MSPA sponsored the two-day event. It sponsors several special events that bring thousands of people to Montrose each year. This year – Montrose’s 100th anniversary – association members are making a concentrated effort to invite and encourage shoppers to go beyond the special event to get to know the brick-and mortar-businesses as well.
“We tied in a merchant promotional offer,” Dawson said as a way to entice visitors.
Customers who brought receipts from local stores to the MSPA information booth received a gift. The item given was dependent on how much was spent locally.

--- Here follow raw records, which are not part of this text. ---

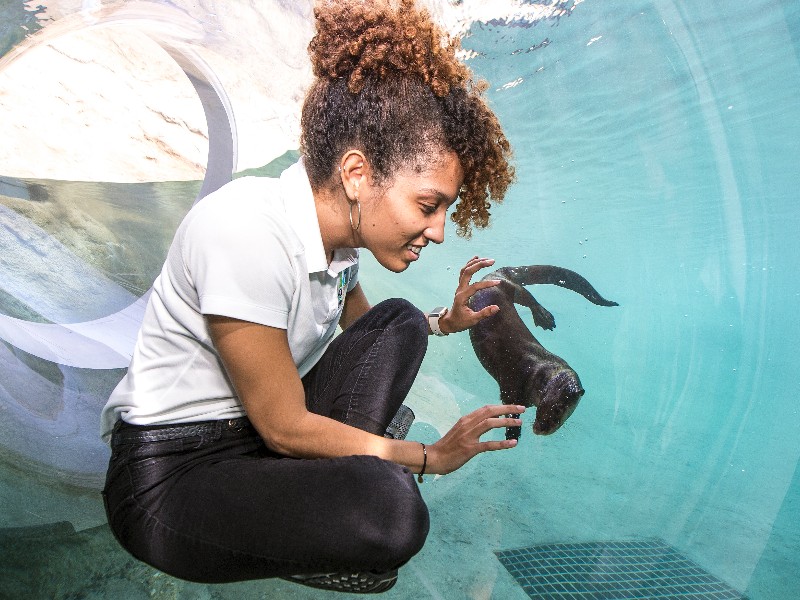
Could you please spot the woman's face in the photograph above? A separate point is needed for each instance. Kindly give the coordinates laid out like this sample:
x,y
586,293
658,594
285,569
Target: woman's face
x,y
398,221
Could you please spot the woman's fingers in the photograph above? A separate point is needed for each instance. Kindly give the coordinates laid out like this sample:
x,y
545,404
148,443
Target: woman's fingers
x,y
462,442
474,265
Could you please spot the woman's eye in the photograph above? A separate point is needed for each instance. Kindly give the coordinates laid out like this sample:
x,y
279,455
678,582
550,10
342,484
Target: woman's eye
x,y
428,209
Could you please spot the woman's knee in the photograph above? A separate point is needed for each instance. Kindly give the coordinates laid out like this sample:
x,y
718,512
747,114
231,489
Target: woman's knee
x,y
398,312
398,522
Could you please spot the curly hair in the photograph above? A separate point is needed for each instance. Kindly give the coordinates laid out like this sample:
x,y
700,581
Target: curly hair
x,y
388,82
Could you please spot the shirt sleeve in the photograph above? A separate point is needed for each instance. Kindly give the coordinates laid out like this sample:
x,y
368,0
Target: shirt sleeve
x,y
243,263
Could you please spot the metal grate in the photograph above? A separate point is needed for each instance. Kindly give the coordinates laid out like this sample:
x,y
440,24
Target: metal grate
x,y
612,571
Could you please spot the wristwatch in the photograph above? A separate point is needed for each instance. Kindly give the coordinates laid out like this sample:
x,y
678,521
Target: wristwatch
x,y
433,320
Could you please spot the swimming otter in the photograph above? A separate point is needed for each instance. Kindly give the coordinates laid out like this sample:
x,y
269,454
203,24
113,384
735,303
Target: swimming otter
x,y
526,372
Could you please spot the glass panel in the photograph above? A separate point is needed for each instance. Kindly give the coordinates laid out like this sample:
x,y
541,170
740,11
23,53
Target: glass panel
x,y
655,146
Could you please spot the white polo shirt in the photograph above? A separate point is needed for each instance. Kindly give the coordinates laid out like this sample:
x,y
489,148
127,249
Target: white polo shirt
x,y
252,251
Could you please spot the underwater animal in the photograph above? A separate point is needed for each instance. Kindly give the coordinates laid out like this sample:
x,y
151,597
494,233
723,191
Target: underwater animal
x,y
527,373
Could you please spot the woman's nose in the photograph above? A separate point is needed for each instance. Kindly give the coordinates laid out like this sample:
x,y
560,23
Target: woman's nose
x,y
435,231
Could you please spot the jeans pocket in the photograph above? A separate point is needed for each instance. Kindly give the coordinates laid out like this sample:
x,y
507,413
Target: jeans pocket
x,y
151,464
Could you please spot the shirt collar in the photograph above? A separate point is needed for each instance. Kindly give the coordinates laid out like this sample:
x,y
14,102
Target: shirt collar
x,y
298,201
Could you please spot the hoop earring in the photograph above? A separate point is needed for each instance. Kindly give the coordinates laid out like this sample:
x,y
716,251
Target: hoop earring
x,y
358,224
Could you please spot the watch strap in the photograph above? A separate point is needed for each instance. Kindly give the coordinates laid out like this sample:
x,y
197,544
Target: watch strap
x,y
433,320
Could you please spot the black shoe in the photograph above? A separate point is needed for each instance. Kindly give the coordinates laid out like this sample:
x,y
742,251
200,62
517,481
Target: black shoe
x,y
401,423
354,583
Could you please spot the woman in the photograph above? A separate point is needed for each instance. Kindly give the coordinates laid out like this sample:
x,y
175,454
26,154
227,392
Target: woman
x,y
247,441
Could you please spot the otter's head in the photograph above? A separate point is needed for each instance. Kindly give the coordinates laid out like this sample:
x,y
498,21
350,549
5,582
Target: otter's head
x,y
557,401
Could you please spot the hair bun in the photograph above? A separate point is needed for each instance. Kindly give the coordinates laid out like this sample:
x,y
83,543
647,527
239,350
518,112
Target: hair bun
x,y
358,40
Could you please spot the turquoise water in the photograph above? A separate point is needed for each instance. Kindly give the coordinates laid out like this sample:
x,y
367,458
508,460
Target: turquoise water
x,y
656,155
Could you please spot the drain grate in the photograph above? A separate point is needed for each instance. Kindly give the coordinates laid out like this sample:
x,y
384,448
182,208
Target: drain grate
x,y
612,571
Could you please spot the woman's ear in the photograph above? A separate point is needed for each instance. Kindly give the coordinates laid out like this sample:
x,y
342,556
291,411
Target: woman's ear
x,y
353,170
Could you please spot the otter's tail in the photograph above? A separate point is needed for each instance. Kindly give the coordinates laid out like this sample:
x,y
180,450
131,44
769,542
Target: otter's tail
x,y
537,274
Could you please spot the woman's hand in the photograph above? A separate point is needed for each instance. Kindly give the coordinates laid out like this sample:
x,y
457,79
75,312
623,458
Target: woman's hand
x,y
462,442
461,316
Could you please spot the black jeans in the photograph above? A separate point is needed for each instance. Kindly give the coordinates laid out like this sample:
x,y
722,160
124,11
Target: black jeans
x,y
219,506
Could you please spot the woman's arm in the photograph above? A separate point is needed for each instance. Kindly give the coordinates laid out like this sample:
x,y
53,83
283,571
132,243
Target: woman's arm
x,y
260,365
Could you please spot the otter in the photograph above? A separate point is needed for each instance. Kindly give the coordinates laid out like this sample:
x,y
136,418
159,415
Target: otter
x,y
527,373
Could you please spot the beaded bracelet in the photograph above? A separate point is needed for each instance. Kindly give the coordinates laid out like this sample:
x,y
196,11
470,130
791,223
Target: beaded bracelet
x,y
424,463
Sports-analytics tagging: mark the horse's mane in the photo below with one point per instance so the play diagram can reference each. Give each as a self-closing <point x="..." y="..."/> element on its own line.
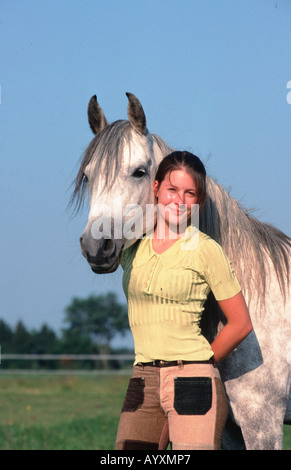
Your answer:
<point x="246" y="241"/>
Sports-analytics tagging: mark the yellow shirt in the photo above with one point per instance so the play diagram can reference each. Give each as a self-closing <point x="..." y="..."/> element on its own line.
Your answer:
<point x="166" y="294"/>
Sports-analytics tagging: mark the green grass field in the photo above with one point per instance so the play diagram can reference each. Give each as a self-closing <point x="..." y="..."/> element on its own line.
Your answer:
<point x="64" y="412"/>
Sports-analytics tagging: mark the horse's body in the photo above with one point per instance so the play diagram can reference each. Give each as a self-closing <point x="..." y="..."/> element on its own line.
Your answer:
<point x="119" y="168"/>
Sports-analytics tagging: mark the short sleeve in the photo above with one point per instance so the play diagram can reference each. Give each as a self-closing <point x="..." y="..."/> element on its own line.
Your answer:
<point x="217" y="271"/>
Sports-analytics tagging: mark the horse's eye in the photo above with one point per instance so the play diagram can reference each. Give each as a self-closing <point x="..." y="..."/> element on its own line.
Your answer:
<point x="139" y="173"/>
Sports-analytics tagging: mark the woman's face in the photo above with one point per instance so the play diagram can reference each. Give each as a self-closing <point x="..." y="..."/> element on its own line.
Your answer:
<point x="178" y="192"/>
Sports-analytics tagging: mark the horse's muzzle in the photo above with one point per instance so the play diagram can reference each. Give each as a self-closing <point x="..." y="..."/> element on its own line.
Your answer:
<point x="103" y="255"/>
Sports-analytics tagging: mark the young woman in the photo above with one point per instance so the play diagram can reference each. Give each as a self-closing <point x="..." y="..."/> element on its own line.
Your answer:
<point x="175" y="393"/>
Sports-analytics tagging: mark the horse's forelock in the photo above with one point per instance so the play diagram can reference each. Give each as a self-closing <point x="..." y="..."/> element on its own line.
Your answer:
<point x="104" y="151"/>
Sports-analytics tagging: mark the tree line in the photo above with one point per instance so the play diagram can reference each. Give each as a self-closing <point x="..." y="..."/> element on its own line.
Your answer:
<point x="91" y="325"/>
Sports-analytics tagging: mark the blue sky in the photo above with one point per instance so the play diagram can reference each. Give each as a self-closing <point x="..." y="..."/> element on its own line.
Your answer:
<point x="212" y="77"/>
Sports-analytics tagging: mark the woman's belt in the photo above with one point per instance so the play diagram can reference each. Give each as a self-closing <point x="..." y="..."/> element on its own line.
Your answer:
<point x="160" y="363"/>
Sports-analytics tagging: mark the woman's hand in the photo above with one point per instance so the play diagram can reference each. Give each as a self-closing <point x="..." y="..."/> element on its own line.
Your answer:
<point x="238" y="326"/>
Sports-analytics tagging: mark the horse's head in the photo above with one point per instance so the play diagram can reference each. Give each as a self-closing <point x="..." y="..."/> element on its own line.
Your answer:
<point x="118" y="169"/>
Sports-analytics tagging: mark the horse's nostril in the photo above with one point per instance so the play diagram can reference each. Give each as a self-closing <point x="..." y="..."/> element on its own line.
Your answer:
<point x="108" y="245"/>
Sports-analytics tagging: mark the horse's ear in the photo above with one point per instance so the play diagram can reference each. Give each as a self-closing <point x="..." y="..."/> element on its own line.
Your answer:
<point x="136" y="113"/>
<point x="96" y="118"/>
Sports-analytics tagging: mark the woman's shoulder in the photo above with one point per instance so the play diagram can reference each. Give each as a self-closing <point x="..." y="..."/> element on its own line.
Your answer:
<point x="128" y="253"/>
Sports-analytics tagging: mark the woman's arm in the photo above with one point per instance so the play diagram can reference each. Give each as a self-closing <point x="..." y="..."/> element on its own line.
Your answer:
<point x="238" y="326"/>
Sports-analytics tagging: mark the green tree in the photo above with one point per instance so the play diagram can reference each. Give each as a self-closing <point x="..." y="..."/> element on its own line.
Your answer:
<point x="98" y="318"/>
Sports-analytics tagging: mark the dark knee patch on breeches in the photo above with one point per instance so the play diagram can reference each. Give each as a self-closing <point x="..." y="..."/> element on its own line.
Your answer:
<point x="193" y="395"/>
<point x="129" y="444"/>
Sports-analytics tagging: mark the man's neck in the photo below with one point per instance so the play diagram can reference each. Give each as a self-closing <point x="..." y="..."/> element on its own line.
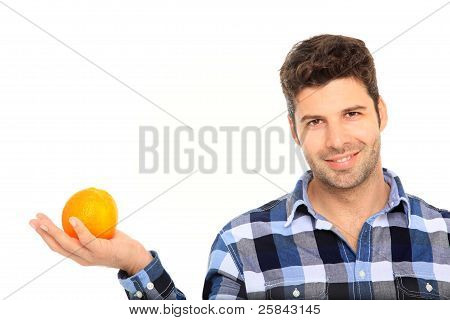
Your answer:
<point x="357" y="203"/>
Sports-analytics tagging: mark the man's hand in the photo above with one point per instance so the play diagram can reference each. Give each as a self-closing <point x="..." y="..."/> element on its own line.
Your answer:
<point x="121" y="252"/>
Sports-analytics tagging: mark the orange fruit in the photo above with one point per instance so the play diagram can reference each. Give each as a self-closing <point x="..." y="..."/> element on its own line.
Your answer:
<point x="95" y="208"/>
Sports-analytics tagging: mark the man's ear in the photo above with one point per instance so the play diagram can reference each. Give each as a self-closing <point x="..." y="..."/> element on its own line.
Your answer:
<point x="383" y="113"/>
<point x="293" y="129"/>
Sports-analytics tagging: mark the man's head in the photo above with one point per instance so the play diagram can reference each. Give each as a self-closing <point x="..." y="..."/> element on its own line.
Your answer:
<point x="335" y="110"/>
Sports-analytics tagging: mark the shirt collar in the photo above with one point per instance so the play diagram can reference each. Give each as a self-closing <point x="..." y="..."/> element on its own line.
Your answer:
<point x="298" y="198"/>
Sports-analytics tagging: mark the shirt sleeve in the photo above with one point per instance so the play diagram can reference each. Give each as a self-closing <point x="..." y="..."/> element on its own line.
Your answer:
<point x="224" y="279"/>
<point x="151" y="283"/>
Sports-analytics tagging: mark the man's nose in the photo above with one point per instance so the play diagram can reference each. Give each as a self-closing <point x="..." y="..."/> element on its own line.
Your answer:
<point x="337" y="136"/>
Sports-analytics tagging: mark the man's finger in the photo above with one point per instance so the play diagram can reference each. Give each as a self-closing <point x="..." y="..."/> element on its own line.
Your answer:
<point x="54" y="246"/>
<point x="67" y="243"/>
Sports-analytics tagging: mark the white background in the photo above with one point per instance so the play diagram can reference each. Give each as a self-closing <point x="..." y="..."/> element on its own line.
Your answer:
<point x="65" y="125"/>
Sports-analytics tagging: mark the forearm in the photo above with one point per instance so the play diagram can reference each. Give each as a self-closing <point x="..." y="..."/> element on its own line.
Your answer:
<point x="152" y="282"/>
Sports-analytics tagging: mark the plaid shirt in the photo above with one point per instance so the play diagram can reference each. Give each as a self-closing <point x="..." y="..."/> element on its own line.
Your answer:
<point x="285" y="250"/>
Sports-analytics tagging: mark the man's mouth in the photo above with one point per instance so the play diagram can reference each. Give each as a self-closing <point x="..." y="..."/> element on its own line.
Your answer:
<point x="343" y="161"/>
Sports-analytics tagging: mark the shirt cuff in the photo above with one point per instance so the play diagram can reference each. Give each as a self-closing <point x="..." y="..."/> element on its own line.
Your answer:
<point x="150" y="283"/>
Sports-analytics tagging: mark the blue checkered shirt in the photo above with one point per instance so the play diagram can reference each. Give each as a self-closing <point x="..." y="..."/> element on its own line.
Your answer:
<point x="286" y="250"/>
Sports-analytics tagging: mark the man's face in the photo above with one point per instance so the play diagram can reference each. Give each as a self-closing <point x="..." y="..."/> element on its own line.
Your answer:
<point x="339" y="132"/>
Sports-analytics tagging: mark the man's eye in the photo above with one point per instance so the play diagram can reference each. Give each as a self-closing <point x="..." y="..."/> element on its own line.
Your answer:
<point x="353" y="113"/>
<point x="314" y="122"/>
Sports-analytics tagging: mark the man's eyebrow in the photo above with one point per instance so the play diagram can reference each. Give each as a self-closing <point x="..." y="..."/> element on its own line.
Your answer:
<point x="349" y="109"/>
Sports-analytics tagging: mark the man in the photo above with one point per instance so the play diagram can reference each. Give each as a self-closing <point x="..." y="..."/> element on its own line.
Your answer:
<point x="347" y="231"/>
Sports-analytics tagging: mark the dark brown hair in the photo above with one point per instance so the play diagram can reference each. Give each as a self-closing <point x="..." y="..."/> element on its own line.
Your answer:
<point x="316" y="61"/>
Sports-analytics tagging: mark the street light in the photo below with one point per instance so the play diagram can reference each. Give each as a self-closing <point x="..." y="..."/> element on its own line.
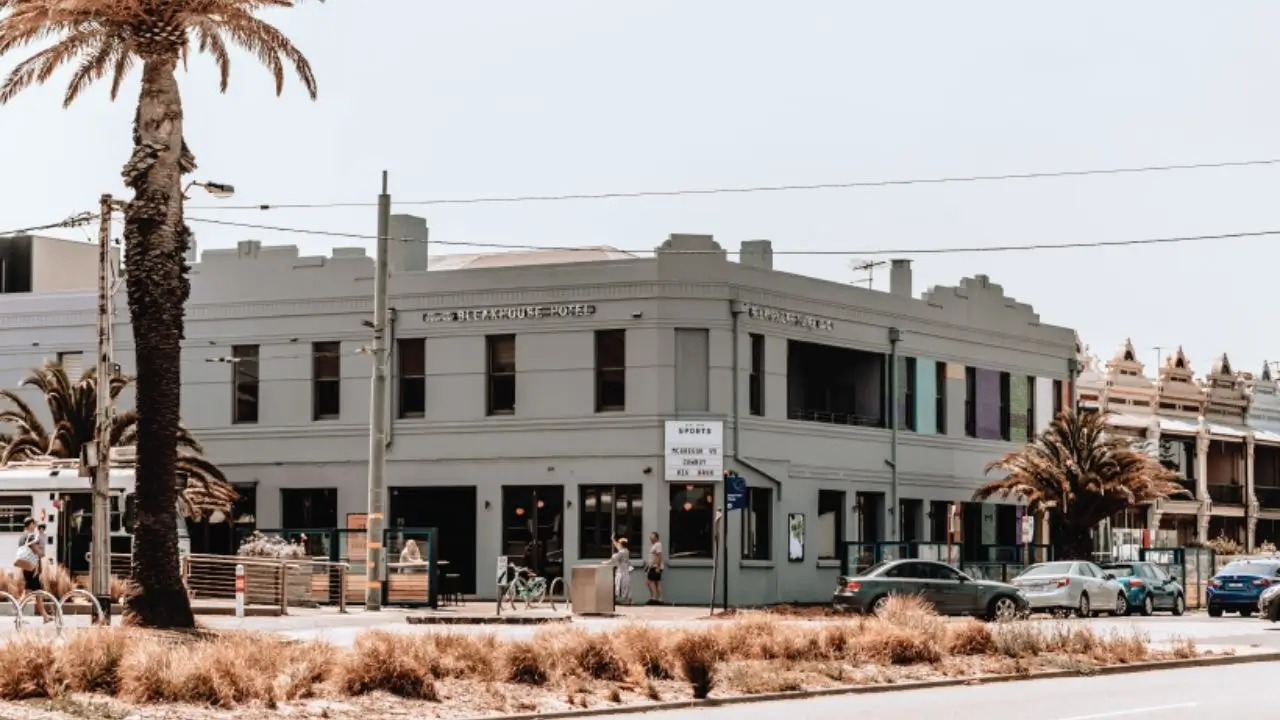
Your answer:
<point x="218" y="190"/>
<point x="99" y="455"/>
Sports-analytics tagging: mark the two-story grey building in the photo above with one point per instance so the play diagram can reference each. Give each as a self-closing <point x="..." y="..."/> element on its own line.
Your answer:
<point x="530" y="393"/>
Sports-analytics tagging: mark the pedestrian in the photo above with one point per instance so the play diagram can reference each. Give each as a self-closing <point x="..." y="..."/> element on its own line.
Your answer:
<point x="28" y="560"/>
<point x="621" y="560"/>
<point x="653" y="570"/>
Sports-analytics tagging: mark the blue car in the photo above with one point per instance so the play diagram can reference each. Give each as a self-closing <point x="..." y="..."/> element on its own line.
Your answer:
<point x="1238" y="586"/>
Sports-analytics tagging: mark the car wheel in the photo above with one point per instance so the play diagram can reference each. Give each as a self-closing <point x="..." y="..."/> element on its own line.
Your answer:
<point x="880" y="604"/>
<point x="1002" y="610"/>
<point x="1084" y="609"/>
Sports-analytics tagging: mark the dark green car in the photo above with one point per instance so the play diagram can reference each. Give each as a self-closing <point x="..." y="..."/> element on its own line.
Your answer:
<point x="950" y="591"/>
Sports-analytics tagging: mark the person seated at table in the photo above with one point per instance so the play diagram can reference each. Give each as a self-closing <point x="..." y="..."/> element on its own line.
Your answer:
<point x="411" y="555"/>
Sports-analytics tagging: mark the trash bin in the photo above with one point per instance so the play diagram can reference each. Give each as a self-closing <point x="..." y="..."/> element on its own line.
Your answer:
<point x="592" y="589"/>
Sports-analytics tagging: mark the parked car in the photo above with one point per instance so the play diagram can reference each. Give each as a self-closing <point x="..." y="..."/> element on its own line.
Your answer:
<point x="950" y="591"/>
<point x="1148" y="587"/>
<point x="1239" y="584"/>
<point x="1072" y="586"/>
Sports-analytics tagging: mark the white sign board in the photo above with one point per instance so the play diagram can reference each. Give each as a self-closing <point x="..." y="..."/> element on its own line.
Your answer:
<point x="695" y="450"/>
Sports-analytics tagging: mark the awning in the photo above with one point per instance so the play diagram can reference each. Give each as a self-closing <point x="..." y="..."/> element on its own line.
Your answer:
<point x="1180" y="427"/>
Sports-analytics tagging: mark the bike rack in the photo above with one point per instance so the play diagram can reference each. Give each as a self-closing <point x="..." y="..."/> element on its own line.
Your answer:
<point x="99" y="614"/>
<point x="31" y="597"/>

“It went really well. In the two days we saw from 60 to 75 people who received promotional [gifts],” said Linda McMenamin, events coordinator/marketplace manager for MSPA.
She added that a few customers brought receipts of over $600, making the event positive for both the vendors and local merchants.
The importance of keeping it local and having a standard of what defines “arts and crafts” is something all coordinating parties agree on. Ovenden will now begin planning next year’s event, including making sure vendors that are invited are not commercial and keep with the arts and crafts style.
“Some vendors that are too commercial will not be invited back,” Ovenden said.
The event highlighted the small town and community that are important to MSPA. That feeling spread not only to visitors, but also was shared by vendors.
“As the vendors left, they said, ‘See you next year,’” Dawson said. “That’s nice to hear.”